Festival - 17.09.2009

Um aspecto interessante que os freqüentadores do Festival Maranhão na Tela 2009 poderão observar é que vários artistas globais não se contentaram com o aparente patamar de estabilidade e fizeram o saudável exercício de testar novos ares. No campo da ficção, vemos atores consagrados como Selton Mello e Matheus Nachtergale dirigindo os ousados "Feliz Natal" e "A Festa da Menina Morta", respectivamente. Já no documentário, o “Casseta” Cláudio Manoel se lança como um dos diretores de “Simonal” e, talvez no caso mais surpreendente, Patrícia Pillar assina sozinha “Waldick Soriano – Sempre no meu coração”.

Cantor e compositor conhecido nacionalmente, no mínimo pelo sucesso do brega-standart “Eu Não Sou Cachorro Não”, Waldick Soriano (Caetité, 13 de maio de 1933 — Rio de Janeiro, 4 de setembro de 2008) tinha obviamente muita história para contar. Mas o pulo do gato de Patrícia foi não fazer uma biografia, embora provavelmente essa tenha sido sua idéia inicial.

Com a “sorte” (não é bem esse o termo, mas tudo bem) de filmar o cantor no fim de sua vida, o documentário acaba sendo um registro amargo das frustrações de uma pessoa em seus últimos dias, mesmo tendo tido uma trajetória de sucesso com direito a fama e mulheres.

Isso pode ser notado quando Waldick, aos 74 anos, confessa às câmeras que teve 14 esposas e nenhuma o completou.
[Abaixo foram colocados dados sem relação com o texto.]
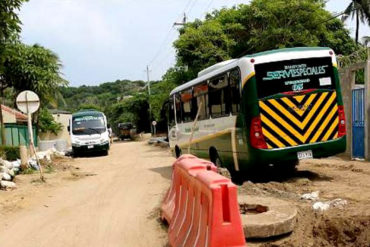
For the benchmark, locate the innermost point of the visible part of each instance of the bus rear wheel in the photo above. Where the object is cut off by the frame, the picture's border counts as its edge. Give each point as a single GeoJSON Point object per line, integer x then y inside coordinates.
{"type": "Point", "coordinates": [215, 158]}
{"type": "Point", "coordinates": [178, 152]}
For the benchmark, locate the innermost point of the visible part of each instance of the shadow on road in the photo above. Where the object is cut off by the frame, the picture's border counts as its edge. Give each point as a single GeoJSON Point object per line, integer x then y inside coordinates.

Junto à declaração empregada por sua apaixonada e última esposa, a tensão dramática / existencial do filme aumenta ainda mais. Outra cena bastante paradigmática é a do encontro com o filho em São Paulo, em que não se disfarça um constrangimento mútuo - embora não tenhamos pistas exatas do que ocorreu entre eles.
 
Mas o aspecto mais forte pelo qual a diretora merece ser parabenizada é o respeito extremo que ela reservou ao seu personagem. Por ser um cantor conhecido como brega, o filme poderia descambar para o deboche, o que não ocorre em momento algum.

Waldick se declara um poeta que registra o sentimento, o que o filme respeita sem qualquer objeção. E por que não seria? Fale qualquer coisa dos “bregas”, só não diga que eles não são sinceros em seus sentimentos. Afinal, o amor é brega. No bom sentido, é claro.